OX skin inflammation interrupts lymph reaching HEVs and changes neutrophil migration in HEVs. (A) Distribution of HEVs in control and OXd4 iLNs. Cryosections were stained with anti-PNAd (red; HEV) and anti-Lyve1 (green) antibodies to show HEVs and sinuses (Left).

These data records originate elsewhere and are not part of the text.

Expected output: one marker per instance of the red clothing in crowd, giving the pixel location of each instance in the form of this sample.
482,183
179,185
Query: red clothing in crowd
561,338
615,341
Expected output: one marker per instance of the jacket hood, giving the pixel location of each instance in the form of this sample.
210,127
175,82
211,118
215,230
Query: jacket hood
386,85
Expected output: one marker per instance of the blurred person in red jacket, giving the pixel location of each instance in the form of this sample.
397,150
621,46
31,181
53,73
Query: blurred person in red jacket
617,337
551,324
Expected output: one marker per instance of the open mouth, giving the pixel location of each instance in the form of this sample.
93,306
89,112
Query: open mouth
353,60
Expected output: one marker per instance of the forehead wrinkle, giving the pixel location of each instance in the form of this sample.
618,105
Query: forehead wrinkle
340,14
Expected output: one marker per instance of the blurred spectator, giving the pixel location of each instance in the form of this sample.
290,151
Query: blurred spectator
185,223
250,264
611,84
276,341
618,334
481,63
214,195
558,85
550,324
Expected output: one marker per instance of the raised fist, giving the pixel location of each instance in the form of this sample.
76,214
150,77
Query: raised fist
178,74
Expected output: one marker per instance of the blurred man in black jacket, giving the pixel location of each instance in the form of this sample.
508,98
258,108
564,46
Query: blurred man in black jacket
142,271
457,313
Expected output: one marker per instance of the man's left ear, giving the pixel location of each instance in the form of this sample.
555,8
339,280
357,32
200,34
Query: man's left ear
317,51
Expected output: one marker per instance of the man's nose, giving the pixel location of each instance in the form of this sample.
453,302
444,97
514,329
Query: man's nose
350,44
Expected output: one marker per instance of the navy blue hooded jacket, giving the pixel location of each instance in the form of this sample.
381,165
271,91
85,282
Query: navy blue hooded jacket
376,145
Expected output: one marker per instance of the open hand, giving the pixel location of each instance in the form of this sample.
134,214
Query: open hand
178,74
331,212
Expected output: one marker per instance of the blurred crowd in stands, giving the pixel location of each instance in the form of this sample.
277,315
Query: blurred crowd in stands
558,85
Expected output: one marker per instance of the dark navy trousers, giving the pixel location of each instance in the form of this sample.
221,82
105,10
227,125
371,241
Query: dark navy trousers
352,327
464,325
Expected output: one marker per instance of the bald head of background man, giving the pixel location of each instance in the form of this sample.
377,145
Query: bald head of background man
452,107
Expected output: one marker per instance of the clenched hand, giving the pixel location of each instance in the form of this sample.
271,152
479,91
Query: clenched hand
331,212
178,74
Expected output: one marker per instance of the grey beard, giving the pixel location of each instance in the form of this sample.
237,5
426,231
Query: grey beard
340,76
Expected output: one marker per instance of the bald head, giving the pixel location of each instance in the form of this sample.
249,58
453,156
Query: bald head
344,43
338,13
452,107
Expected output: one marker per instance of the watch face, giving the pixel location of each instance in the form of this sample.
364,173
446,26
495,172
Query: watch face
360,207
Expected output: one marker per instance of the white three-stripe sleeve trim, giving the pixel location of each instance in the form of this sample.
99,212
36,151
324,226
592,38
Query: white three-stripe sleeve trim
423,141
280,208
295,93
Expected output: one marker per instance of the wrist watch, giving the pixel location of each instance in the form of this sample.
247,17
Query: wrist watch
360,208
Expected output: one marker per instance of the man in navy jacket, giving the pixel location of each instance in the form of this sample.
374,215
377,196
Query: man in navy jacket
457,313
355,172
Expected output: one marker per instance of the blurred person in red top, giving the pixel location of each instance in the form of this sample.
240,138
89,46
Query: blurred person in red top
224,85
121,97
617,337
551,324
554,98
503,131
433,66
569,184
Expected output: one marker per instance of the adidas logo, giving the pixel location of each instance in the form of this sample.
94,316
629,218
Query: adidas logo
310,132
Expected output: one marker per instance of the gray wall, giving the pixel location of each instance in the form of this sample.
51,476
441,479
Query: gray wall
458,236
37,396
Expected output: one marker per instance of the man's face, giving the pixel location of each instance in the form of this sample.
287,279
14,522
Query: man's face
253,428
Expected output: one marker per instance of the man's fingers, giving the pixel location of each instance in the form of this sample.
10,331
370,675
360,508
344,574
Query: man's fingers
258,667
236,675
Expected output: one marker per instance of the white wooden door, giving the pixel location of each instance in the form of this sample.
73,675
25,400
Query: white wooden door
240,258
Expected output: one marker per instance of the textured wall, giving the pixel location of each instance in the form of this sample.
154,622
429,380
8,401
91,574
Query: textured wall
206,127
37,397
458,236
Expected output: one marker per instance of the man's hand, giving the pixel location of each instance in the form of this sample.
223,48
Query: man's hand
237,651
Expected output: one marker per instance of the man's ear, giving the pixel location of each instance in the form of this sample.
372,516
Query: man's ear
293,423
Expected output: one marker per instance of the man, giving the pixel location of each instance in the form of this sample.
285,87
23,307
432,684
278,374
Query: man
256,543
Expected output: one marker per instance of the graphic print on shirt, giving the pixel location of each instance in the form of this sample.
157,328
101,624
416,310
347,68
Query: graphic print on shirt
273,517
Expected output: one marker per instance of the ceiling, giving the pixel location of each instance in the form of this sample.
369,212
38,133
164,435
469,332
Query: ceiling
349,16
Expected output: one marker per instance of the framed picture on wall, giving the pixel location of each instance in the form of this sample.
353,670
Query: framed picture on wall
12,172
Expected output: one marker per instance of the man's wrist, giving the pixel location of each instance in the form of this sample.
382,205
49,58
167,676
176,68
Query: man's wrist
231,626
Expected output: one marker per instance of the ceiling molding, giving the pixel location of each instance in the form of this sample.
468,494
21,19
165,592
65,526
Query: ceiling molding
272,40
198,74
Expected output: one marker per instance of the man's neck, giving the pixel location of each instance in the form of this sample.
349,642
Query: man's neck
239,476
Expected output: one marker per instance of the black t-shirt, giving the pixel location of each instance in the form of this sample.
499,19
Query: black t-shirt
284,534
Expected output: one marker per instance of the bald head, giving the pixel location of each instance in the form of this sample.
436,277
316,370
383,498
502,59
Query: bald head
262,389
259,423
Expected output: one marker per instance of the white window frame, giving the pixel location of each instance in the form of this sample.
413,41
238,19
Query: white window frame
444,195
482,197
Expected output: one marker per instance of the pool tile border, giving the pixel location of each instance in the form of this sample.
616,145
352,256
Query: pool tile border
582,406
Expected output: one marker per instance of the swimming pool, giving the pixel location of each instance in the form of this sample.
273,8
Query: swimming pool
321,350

The distance between HEVs with the SCS or MS in the control and OXd4 LNs (Right). n = 4. (B and C) FITC HEV distribution in control and OXd4 iLNs at 4 h after FITC treatment. (D) Quantification of FITC density per HEV near the SCS or MS in control and OXd4 iLNs. n = 5 to 6. Data are mean ± SD (unpaired Student’s t test). (E) Neutrophil (LysM-GFP) distribution around HEVs (PNAd) in control and OXd4 LN. (F) Neutrophil (GFP) intensity in luminal and abluminal areas of HEVs (PNAd). n = 4 to 5. Data are mean ± SD (unpaired Student’s t test). (G) Neutrophil (LysM-GFP) distribution in the pLNs 2 h after rCXCL1 injection. n = 4. *P < 0.05; **P < 0.01; ***P < 0.001; ****P < 0.0005; ns, no significance.

Fig. 7.

Delayed bacterial clearance in the OXd4 LNs. (A) Neutrophil distribution (LysM-GFP) in pLNs at 4 hpi in control and OXd4 mice. (B) The schematic diagram of the experimental design (Upper). S. aureus was injected in the footpad of control and OXd4 mice. The draining pLNs were collected at 4 hpi. S. aureus CFUs (Lower) in control and OXd4 pLNs. n = 6 per group. Data are mean ± SD (unpaired Student’s t test). (C) GFP S. aureus and neutrophil distribution in the control and OXd4 pLNs. (D and E) Bacterial load (CFUs) in control and OXd4 mice. The draining pLNs, downstream iLNs (D), spleen, and liver (E) were collected on different days postinfection. n = 6 to 8 per group. Data are mean ± SD (unpaired one-way ANOVA). (F) Schematic diagram of neutrophil positioning in the LN. At an early stage of infection, lymph flow transports S. aureus to the SCS. Soluble antigens and regulatory factors in lymph can reach the HEVs throughout the LN to direct neutrophils migration. Skin inflammation reduces the transport of lymph-borne factors (including chemokines) to the LN. LN cell expansion and conduit remodeling change lymph–HEV communication in LN. Lymph could reach HEVs in the MS but not those in the interfollicular and T cell zone (close to the SCS). Consequently, neutrophils preferentially transmigrate through the HEVs in the MS of the OXd4 LNs. *P < 0.05; ****P < 0.0005; ns, no significance.